Write-Ahead Log

Some people may be curious about what happens to the logs if an ingester dies before they are completely flushed. Write-Ahead log is a solution for such a situation.

Here is the summary of WAL.

  • Written in ingester's disk space when it receives post requests.

  • Not stop the ingestion flow, unlike typical WAL

  • Run recovery process when an ingester starts

  • Purge unused WAL files periodically

In addition, WAL has two important files, which are "segment" and "checkpoint".

Segment files

1. A "segment" file is created and WAL is appended to it, with raw data

2. A new segment file is created when its size reaches the limit

Checkpoints

WAL mechanism purges segment files periodically and there is a goroutine for that.

A checkpoint file is created when the process runs.

1. Force to advance to a new segment file to start purge process

So that the older segment file won't be written anymore and a deleting segment file won't be written.

2. A checkpoint file is created from all of the streams on memory.

It means that "checkpoint" is a snapshot of memory chunks at that time and it is compressed and encoded as well. (but "head" elements are not compressed either)

3. Purge unused files

It deletes the files without the newest segment and checkpoint.

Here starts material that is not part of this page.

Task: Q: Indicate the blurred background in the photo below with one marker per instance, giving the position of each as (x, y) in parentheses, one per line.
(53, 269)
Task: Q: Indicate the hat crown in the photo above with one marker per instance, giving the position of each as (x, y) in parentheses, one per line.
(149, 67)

That's how the snapshot of unflushed chunks on memory at that time remains.

How to recover from WAL

The recovery process is called in starting process of an ingester.

Before the ingester is ready, it loads the logs from segments and checkpoints and then pushes them to the memory chunks.

After that, they are managed as well as normal memory chunks.

In addition, if the recovery process is failed, the starting process will be failed as well.

That's how Loki recovers the unflushed logs from WAL.